Upon closer inspection, these Paramount Sales News publicity drawings are not exactly the same art as the images prepared for the one-sheet posters for the Fleischer cartoons themselves. While the poses and staging are practically identical, there are significant differences between the trade ads and theatrical posters for Big Chief Ugh-Amugh-Ugh, Sally Swing, and Learn Polikeness (called “Popeye Learns Ettikett” in print); the final poster versions are certainly slicker. Still, it gives us a hint of what the (as of now) still missing posters for such titles as Goonland and The Impractical Joker were like. Good to know — but that open mouth and chin…
Here are a few more comparisons of the exhibitor ads versus the final lobby poster:
Below is the complete batch Fleischer spots from Paramount Sales News for November-December 1938 (click each to enlarge):
Our usual weekly examples of Fleischer cartoons in release to theaters at the time the trade ads above appeared in print. Above, Popeye in A DATE TO SKATE (released November 18th 1938); Below, Betty Boop in ON WITH THE NEW (released December 2nd 1938).
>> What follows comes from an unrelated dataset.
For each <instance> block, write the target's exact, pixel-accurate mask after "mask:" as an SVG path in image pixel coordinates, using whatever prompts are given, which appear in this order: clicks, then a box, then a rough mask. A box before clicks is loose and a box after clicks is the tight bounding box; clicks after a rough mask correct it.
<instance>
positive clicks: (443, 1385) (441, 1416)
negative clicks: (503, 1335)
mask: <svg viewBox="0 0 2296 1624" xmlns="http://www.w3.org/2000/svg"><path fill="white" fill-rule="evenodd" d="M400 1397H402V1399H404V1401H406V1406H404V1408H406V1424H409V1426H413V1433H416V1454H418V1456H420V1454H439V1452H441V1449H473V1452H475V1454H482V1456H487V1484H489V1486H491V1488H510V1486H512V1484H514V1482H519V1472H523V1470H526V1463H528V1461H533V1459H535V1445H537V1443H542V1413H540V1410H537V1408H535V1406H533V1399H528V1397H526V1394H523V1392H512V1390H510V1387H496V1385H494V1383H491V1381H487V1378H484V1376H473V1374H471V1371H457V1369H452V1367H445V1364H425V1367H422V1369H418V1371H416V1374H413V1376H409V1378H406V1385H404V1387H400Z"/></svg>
There’s a low-res copy of the Goonland poster here:
http://letterboxd.com/film/goonland/
Thad, I am shocked! This poster exists aand you didn’t know it?…
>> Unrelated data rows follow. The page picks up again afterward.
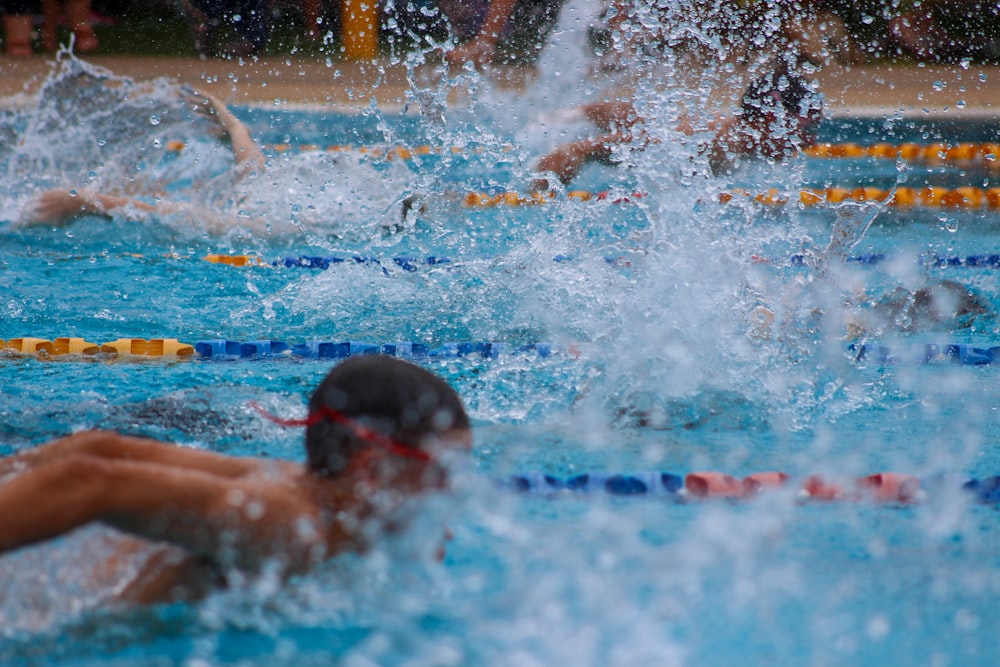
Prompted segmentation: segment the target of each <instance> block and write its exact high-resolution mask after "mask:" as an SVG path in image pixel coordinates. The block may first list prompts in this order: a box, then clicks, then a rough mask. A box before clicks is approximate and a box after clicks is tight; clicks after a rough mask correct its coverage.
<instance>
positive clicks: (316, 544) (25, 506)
mask: <svg viewBox="0 0 1000 667" xmlns="http://www.w3.org/2000/svg"><path fill="white" fill-rule="evenodd" d="M90 438H92V440H89V439H88V438H83V439H77V440H73V439H65V440H62V441H56V442H55V443H53V445H52V446H50V447H44V448H42V450H41V451H42V453H40V454H38V455H36V456H35V457H34V460H30V461H28V463H29V466H28V469H27V470H25V471H23V472H21V473H20V474H18V475H16V476H14V477H13V478H11V479H10V480H9V481H7V482H6V483H5V484H2V485H0V552H3V551H9V550H13V549H17V548H20V547H24V546H28V545H31V544H35V543H38V542H42V541H45V540H49V539H52V538H55V537H58V536H60V535H63V534H65V533H67V532H69V531H71V530H73V529H75V528H78V527H80V526H83V525H85V524H88V523H92V522H102V523H105V524H107V525H110V526H112V527H114V528H117V529H119V530H122V531H124V532H127V533H130V534H133V535H136V536H139V537H143V538H146V539H152V540H157V541H162V542H167V543H169V544H173V545H176V546H180V547H183V548H184V549H186V550H187V551H189V552H190V553H192V554H194V555H202V556H208V557H210V558H213V559H216V560H218V561H220V562H223V563H231V564H233V565H236V566H238V567H243V568H253V567H255V566H257V565H259V564H260V563H261V561H262V560H263V559H265V558H268V557H271V556H279V555H280V556H281V557H283V558H284V559H285V565H286V567H288V568H292V569H297V568H300V567H302V566H304V565H306V564H307V563H308V562H309V561H310V559H311V558H313V557H314V556H316V555H320V554H318V552H317V551H316V550H317V549H322V547H323V546H324V542H323V539H322V535H323V532H322V528H321V527H320V526H319V524H318V522H317V519H318V517H317V516H316V513H315V508H314V507H313V506H312V505H311V504H310V503H309V502H308V501H307V500H304V498H303V496H302V495H300V494H299V493H297V492H296V490H295V483H294V479H293V478H291V477H290V476H289V475H288V474H287V471H286V473H285V474H280V473H279V474H277V475H276V476H275V477H269V476H268V475H267V474H266V473H264V472H263V471H262V467H261V466H260V465H257V464H254V463H253V462H250V463H245V462H242V460H240V459H234V461H233V465H232V466H230V465H229V464H228V462H227V461H226V457H222V456H218V455H212V454H205V453H197V452H189V451H185V450H181V449H180V448H174V449H169V450H168V449H165V448H168V447H169V446H167V445H160V446H157V443H152V442H149V441H142V440H138V439H130V438H122V439H121V440H118V439H117V438H116V437H115V436H114V435H113V434H93V435H91V436H90ZM100 438H104V440H103V442H102V441H100V440H99V439H100ZM105 449H107V450H109V451H103V450H105ZM175 450H176V451H175ZM102 454H111V455H102ZM129 454H136V455H140V456H143V457H144V458H141V459H131V458H129V456H128V455H129ZM200 454H202V455H200ZM28 458H30V457H28ZM22 462H24V458H22ZM288 465H291V464H288ZM243 466H246V467H243ZM295 468H296V469H298V468H297V466H296V467H295ZM247 471H250V473H251V474H244V473H246V472H247ZM254 471H256V472H261V474H253V472H254ZM216 472H218V473H220V474H216Z"/></svg>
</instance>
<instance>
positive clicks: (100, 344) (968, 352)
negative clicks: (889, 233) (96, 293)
mask: <svg viewBox="0 0 1000 667" xmlns="http://www.w3.org/2000/svg"><path fill="white" fill-rule="evenodd" d="M582 353H583V349H582V347H581V345H579V344H568V345H560V344H557V343H551V342H535V343H526V344H508V343H503V342H497V341H479V342H469V341H459V342H445V343H438V344H428V343H421V342H415V341H397V342H389V343H374V342H369V341H357V340H323V339H311V340H306V341H304V342H301V343H289V342H286V341H281V340H269V339H264V340H250V341H237V340H228V339H210V340H200V341H196V342H194V343H185V342H182V341H179V340H177V339H176V338H153V339H149V340H147V339H144V338H119V339H117V340H113V341H110V342H106V343H94V342H91V341H88V340H85V339H83V338H75V337H59V338H54V339H48V338H32V337H21V338H10V339H7V340H0V357H18V356H35V357H38V358H40V359H50V358H56V357H66V356H69V357H74V358H80V357H84V358H86V357H90V358H119V357H174V358H194V359H216V360H234V359H264V358H298V359H346V358H347V357H352V356H357V355H365V354H387V355H390V356H396V357H403V358H407V359H414V360H421V359H427V360H434V359H457V358H461V357H476V358H481V359H498V358H500V357H505V356H510V355H525V354H534V355H536V356H538V357H540V358H545V357H552V356H565V357H569V358H573V359H578V358H580V356H581V355H582ZM846 353H847V354H848V355H850V356H852V357H853V358H854V360H855V361H856V362H857V363H859V364H880V365H895V364H901V363H907V362H908V363H912V364H918V365H927V364H938V363H947V364H953V365H961V366H991V365H993V364H1000V346H995V347H982V346H977V345H973V344H971V343H941V344H939V343H923V344H917V345H912V346H910V347H909V348H908V349H905V350H903V351H900V350H897V349H893V348H891V347H889V346H887V345H883V344H881V343H879V342H872V341H863V342H854V343H850V344H848V345H847V348H846Z"/></svg>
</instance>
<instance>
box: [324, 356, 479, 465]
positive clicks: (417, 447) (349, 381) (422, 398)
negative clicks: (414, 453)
mask: <svg viewBox="0 0 1000 667" xmlns="http://www.w3.org/2000/svg"><path fill="white" fill-rule="evenodd" d="M328 409H332V411H335V412H336V413H339V414H342V415H345V416H346V417H348V418H350V420H352V421H353V422H354V423H356V424H361V425H363V426H364V427H366V428H367V429H371V430H373V431H375V432H377V433H380V434H382V435H384V436H385V437H387V438H389V439H391V440H392V441H393V442H395V443H398V444H399V445H400V446H402V447H410V448H413V449H416V450H421V449H422V447H423V443H424V441H425V440H427V439H428V438H429V437H432V436H441V435H444V434H447V433H448V432H450V431H455V430H467V429H468V428H469V418H468V416H467V415H466V413H465V409H464V408H463V407H462V401H461V399H460V398H459V397H458V394H456V393H455V390H454V389H452V388H451V387H450V386H449V385H448V383H447V382H445V381H444V380H442V379H441V378H439V377H438V376H436V375H434V374H433V373H431V372H429V371H427V370H424V369H423V368H421V367H420V366H417V365H416V364H412V363H410V362H407V361H403V360H401V359H396V358H395V357H387V356H382V355H371V356H358V357H351V358H349V359H347V360H345V361H343V362H341V363H340V364H338V365H337V366H335V367H334V368H333V370H331V371H330V373H329V374H328V375H327V376H326V378H325V379H324V380H323V382H322V383H320V385H319V387H317V388H316V391H315V392H313V395H312V398H310V399H309V414H310V417H312V416H313V415H318V416H319V417H320V418H317V419H312V418H310V420H309V425H308V427H307V428H306V453H307V457H308V466H309V469H310V470H312V471H313V472H316V473H319V474H323V475H336V474H337V473H339V472H341V471H342V470H343V469H344V467H345V466H346V465H347V462H348V461H349V460H350V459H351V457H352V456H353V455H354V454H355V453H357V452H359V451H361V450H363V449H367V448H370V447H374V446H378V443H377V442H373V439H372V438H371V437H365V436H364V434H363V433H361V432H359V429H358V428H357V427H355V426H352V425H350V424H345V423H343V422H338V421H336V420H333V419H327V418H323V417H322V416H323V415H324V413H325V412H326V411H327V410H328Z"/></svg>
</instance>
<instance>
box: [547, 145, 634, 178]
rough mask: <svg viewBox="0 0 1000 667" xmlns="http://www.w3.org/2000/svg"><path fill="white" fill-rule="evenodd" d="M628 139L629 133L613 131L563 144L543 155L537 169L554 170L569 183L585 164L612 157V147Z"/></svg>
mask: <svg viewBox="0 0 1000 667" xmlns="http://www.w3.org/2000/svg"><path fill="white" fill-rule="evenodd" d="M627 140H628V137H627V135H624V134H619V133H611V134H605V135H602V136H599V137H589V138H587V139H580V140H578V141H574V142H571V143H568V144H563V145H562V146H559V147H558V148H556V149H555V150H553V151H552V152H550V153H549V154H547V155H545V156H544V157H542V159H541V160H539V161H538V165H537V166H536V167H535V171H538V172H552V173H554V174H555V175H556V176H557V177H558V178H559V180H560V181H561V182H562V183H563V184H566V183H569V182H570V181H572V180H573V179H574V178H576V175H577V174H578V173H579V172H580V169H582V168H583V166H584V165H585V164H587V163H588V162H593V161H595V160H608V159H610V158H611V149H612V147H613V146H614V145H615V144H620V143H624V142H625V141H627Z"/></svg>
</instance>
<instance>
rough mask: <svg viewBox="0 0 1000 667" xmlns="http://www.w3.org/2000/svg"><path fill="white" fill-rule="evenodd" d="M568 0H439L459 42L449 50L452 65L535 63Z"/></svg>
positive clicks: (449, 64) (511, 64) (528, 66)
mask: <svg viewBox="0 0 1000 667" xmlns="http://www.w3.org/2000/svg"><path fill="white" fill-rule="evenodd" d="M563 2H564V0H481V1H479V2H475V1H473V2H469V1H466V0H439V6H440V8H441V10H442V12H443V13H444V14H445V16H446V17H447V19H448V22H449V23H450V25H451V28H452V31H453V36H454V37H455V39H456V40H457V41H458V42H459V43H458V45H457V46H455V47H454V48H452V49H451V50H449V51H447V52H446V53H445V61H446V62H447V63H448V65H449V66H450V67H453V68H461V67H463V66H464V65H465V64H466V63H471V64H472V65H473V66H474V67H476V68H477V69H483V68H485V67H489V66H490V65H505V66H520V67H531V66H534V65H535V64H536V63H537V62H538V58H539V56H540V55H541V52H542V49H543V48H544V47H545V41H546V39H548V36H549V34H550V33H551V32H552V29H553V28H554V27H555V24H556V21H557V20H558V18H559V11H560V9H561V8H562V5H563Z"/></svg>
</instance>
Bob is more adept at finding Popeye minutiae than I am.
It used to be on Jerry’s Paramount original titles page (along with the posters for “King of the Mardi Gras” and “Bulldozing the Bull”), but it’s not on the pared-down current version.
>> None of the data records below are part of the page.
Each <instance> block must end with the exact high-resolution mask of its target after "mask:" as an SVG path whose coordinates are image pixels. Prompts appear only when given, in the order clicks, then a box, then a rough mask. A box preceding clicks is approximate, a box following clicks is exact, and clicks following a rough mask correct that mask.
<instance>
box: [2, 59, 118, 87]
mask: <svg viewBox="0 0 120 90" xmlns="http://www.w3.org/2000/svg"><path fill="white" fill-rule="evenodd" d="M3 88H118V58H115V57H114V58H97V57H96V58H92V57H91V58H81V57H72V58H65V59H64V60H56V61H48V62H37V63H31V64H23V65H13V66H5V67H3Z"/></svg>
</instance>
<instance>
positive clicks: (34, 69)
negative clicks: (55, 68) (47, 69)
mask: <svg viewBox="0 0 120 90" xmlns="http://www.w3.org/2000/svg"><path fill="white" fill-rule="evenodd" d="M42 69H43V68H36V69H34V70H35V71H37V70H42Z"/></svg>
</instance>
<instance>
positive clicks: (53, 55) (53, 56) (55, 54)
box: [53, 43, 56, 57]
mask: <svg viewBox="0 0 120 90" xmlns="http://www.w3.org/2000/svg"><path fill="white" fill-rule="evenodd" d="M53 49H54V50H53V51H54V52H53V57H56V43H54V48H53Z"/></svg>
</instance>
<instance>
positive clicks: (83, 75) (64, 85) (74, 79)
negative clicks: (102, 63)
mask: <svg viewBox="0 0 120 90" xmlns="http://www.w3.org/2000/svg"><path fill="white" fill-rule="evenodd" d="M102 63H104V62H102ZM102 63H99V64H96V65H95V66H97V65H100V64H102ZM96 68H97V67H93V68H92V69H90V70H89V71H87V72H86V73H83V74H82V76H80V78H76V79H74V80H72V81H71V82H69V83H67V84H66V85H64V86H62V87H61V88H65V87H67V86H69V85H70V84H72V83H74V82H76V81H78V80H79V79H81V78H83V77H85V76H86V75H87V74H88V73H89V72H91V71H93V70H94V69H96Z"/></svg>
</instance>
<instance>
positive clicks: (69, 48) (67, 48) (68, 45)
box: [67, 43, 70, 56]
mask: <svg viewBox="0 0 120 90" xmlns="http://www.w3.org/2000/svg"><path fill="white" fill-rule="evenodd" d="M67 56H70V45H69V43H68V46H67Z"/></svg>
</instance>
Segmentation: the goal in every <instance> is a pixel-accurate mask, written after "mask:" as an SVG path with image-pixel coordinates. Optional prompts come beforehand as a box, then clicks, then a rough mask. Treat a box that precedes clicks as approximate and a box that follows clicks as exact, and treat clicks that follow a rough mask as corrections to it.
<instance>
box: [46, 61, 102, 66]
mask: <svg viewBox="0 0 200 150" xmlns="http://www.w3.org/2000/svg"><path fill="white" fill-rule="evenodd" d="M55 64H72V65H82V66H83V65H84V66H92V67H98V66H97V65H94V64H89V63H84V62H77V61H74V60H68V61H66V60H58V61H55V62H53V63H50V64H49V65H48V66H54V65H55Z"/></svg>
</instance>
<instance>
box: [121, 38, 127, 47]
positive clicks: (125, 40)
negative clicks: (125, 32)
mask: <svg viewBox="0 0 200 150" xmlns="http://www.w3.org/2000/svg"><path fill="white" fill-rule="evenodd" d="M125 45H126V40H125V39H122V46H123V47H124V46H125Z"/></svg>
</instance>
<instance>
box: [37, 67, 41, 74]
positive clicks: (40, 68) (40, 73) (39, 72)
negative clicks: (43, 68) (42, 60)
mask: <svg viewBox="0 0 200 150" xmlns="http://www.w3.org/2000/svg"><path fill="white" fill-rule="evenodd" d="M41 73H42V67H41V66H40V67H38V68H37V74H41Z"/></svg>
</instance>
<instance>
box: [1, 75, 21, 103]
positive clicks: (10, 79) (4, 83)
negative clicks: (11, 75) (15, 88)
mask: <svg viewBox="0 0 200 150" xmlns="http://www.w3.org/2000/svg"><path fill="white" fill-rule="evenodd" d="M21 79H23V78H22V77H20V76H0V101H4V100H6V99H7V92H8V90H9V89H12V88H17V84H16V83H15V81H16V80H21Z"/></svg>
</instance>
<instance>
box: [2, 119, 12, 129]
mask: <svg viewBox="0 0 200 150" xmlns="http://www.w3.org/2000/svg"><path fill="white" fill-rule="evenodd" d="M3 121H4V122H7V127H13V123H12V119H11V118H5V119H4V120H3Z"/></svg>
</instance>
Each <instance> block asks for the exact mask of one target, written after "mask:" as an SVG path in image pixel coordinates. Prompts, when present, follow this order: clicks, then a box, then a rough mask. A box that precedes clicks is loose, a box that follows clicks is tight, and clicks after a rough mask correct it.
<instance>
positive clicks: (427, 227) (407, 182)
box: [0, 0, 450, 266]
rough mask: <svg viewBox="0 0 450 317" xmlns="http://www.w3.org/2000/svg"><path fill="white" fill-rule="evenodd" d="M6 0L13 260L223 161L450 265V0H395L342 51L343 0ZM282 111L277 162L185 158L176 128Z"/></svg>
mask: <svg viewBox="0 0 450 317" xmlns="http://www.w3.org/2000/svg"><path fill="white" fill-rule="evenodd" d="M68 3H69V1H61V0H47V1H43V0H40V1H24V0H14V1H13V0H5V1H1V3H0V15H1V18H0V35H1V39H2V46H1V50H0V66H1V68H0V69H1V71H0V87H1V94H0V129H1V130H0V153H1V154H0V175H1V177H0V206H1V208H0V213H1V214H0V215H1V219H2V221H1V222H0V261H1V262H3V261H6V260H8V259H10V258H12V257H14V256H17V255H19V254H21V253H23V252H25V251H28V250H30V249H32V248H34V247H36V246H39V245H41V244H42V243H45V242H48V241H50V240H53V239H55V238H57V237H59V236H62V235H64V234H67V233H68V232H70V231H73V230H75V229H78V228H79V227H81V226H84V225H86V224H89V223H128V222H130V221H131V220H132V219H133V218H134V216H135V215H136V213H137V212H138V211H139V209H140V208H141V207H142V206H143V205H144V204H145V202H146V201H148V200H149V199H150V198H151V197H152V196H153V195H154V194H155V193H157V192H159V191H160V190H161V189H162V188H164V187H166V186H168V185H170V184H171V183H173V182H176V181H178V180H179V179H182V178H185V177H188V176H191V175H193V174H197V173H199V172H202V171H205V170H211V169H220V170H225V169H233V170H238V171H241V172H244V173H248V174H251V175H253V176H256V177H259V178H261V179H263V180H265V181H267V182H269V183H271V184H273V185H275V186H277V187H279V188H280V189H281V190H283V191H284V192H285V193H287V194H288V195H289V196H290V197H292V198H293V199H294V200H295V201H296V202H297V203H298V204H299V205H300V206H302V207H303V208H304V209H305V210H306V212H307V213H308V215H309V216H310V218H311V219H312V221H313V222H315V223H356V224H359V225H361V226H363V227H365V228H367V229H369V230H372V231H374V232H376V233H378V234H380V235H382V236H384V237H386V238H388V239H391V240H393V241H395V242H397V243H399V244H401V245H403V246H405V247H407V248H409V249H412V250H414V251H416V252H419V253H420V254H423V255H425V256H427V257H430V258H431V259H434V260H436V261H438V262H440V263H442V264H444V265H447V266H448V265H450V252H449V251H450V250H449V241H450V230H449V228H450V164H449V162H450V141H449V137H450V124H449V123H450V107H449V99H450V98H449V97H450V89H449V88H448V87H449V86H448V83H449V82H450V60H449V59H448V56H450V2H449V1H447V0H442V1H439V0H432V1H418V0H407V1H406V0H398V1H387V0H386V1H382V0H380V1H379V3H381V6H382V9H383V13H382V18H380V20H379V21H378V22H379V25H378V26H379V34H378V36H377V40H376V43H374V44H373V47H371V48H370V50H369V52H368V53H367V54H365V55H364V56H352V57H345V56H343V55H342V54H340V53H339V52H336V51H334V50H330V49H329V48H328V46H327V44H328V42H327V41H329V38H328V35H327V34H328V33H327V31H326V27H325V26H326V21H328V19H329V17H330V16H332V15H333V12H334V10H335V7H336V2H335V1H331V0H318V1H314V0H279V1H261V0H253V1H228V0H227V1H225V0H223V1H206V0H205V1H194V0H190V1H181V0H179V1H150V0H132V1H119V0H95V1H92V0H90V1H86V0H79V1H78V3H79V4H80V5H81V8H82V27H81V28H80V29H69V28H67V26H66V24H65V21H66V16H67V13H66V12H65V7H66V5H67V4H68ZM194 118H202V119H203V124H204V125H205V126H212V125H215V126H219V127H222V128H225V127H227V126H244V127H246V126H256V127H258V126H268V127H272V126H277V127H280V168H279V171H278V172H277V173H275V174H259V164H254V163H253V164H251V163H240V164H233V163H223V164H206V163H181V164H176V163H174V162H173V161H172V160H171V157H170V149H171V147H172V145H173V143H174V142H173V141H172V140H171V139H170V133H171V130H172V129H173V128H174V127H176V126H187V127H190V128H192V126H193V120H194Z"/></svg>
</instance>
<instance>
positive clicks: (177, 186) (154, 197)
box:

Is it any wonder that Buzzy Boop never took off? She looks like a misbegotten hybrid of Betty and Olive Oyl. Maybe if her hands were daintier instead of those rubbery hams she’s sporting. Oh well, just one more resident for the Isle of Misfit Characters.
It’s interesting that Paramount would still be promoting “The Impractical Joker” a year after its release date (less so with “Learn Polikeness”, since that was the Fleischers’ last cartoon with Bluto up to that point, and what the marketing people wanted to sell to theater owners might be different than what the studio might be trying to do to keep the series from becoming too formulistic).